Now that I have you thoroughly convinced that most Buyers do not want to even see homes that do not have pictures (good ones, of BOTH outside and inside), here are some things to avoid when you go through that exercise...
  • Avoid overdoing it with the fish-eye lens. If you do not know how to properly use a fish-eye, it can look like you are overcompensating for small spaces, having the opposite effect to a viewer. The outer edges of the halo effect a fish-eye produces should not be visible in the shot nor should there be a high degree of distortion.
  • Avoid taking too many shots of the same thing/same room. Aim for a single representative shot of each room, taken from a vantage point that is interesting and makes the room look as spacious as possible. One area in which you can break that rule is the kitchen. If you have a nice kitchen and can't fit it all into one shot, grab a couple that highlight different key features.
  • Avoid overdoing it with descriptions superimposed on the pictures that cover key images, or gush a bit too much about a feature. I do think this can be a useful technique, just be sure the verbiage isn't overwhelming and that the font is legible in thumbnail form. 
  • Avoid trivial pictures, or pictures of things that are not highlight reel material. One agent recently posted a picture of an outdated faucet. Just the faucet. Huh?!? Another took a picture of a flower outside--not the whole of the landscaping, which was nice, but an artsy-fartsy picture of a SINGLE flower. I suggest the agent save those items for their Flickr account or personal art gallery - those will not sell the home.
  • Only post clear, complete pictures. Having the flashback shadow (or reflection in the mirror) of the photographer in the shot is amateurish, as is allowing a picture to be uploaded to a listing photo gallery that is much too grainy (resolution problem) or too fuzzy to see. In the age of easy to use point and shoot/SLR digital cameras, enough shots should be taken (and previewed on the spot) at staging/listing prep that you can get decent exposure under control.
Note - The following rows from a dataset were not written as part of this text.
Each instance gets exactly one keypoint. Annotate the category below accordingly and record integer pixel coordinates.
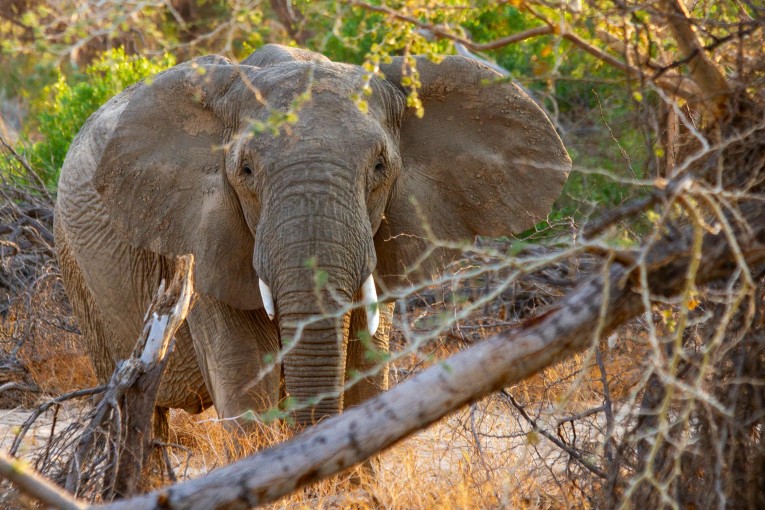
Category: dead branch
(129, 398)
(705, 73)
(336, 444)
(32, 484)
  • Do not allow your home's condition to deteriorate significantly form the photos during the time it is on the market. Nothing is more disappointing than previewing a gallery of tasteful, promising photos than to arrive at the front doorstep and see it in shambles--and looking totally different (in a bad way!) than it did online that same day. Stage it in such a way that you can maintain it. You are setting the expectations, so live up to them, and watch your home sell before you know it (provided it is priced well, of course).
The bottom line is that any good agent will be proficient in this important discipline, and will either have the right equipment to do the job well, or will outsource it to a professional.  The part you play is simple: They will need for you to do some pre-photo shoot cleaning, decluttering, and basic staging. They will be able to give you cues (or even a list if you would like) as to how to best present the home to get the ball rolling.

Ever seen any funky listing pictures before? Have you ever been surprised to see a home in person based on the expectation the photos created in your preview process?